第4話
そこには手前に薄汚れて一部にひびの入った男性用小便器が一つ、奥に個室が一つありました。
個室は男女兼用です。
陽が高いにもかかわらず薄暗い中個室を見てみると、その戸が少しばかり開いていました。
そのさして広くないすき間からは中の様子が充分に見えるとは言えませんが、それでも私にはその中に人がいるようには思えませんでした。

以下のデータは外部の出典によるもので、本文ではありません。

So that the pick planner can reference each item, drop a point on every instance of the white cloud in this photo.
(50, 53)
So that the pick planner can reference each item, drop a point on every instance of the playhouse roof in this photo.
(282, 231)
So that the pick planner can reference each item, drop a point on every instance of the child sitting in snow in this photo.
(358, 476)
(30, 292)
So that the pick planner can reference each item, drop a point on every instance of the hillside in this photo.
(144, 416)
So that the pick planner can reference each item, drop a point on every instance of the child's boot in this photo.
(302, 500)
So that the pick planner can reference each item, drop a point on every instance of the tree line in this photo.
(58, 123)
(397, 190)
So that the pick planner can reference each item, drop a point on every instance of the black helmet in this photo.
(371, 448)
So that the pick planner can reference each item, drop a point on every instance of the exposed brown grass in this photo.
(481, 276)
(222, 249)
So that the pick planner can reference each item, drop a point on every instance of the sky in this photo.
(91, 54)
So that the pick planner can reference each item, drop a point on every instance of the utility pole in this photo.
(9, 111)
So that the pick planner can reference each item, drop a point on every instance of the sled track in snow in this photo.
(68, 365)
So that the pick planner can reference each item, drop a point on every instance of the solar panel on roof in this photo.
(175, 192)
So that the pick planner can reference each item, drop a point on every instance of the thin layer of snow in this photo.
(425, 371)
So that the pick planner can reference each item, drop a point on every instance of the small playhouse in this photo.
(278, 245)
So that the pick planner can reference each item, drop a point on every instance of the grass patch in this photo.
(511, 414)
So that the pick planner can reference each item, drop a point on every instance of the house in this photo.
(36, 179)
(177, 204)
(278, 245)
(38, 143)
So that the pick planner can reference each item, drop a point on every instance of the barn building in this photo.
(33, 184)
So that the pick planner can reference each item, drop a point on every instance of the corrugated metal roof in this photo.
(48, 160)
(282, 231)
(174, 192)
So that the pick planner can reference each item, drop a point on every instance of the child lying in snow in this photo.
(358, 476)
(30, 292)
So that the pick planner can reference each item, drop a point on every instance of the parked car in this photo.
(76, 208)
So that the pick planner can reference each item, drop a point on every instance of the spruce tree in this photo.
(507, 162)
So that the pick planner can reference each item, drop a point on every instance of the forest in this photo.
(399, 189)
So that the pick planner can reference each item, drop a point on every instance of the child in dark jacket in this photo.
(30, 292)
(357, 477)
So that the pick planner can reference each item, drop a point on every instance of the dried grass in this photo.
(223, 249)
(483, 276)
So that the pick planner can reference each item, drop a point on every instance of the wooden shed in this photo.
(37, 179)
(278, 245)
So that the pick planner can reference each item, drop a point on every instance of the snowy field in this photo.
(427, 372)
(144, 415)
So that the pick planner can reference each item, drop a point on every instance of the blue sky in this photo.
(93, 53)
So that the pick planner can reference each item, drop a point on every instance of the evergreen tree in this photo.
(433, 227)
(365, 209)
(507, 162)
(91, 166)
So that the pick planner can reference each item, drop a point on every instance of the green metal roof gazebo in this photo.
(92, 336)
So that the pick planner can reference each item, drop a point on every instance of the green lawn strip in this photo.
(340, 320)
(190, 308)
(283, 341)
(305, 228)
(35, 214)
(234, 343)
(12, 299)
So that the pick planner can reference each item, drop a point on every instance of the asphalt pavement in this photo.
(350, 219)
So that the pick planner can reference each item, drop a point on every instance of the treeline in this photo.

人の気配と言うものを、全く感じ取ることが出来なかったからです。
念のため、私はドアを軽くノックしてみました。
なんの反応もありません。
思い切ってドアを開けてみると、思ったとおりでもあり同時に驚くほど意外なことに、そこには和式便器があるだけで、誰もいなかったのです。
女性がここに入っていくのは間違いなく見ました。
そして女性がここから出て、どちらの方向に歩いていったとしても、わたしがそれを見過ごすはずがありません。
それなのに個室の中には女はいなかったのです。
見知らぬ若い女性は、完全にその姿を消してしまいました。
一人の女が正に神隠しにあいましたが、それだからと言って近所で何かしらの騒ぎが起きる、あるいはニュースなどでそのことが取り上げられる、と言ったことは一切ありませんでした。
この日本において行方不明者はそう珍しいことではありません。
それによって騒ぐのは、親族、友人、知人くらいなものです。
マスコミが騒ぐとしたら消えたのが子供だった時、あるいは明確な事件性がある場合でしょうか。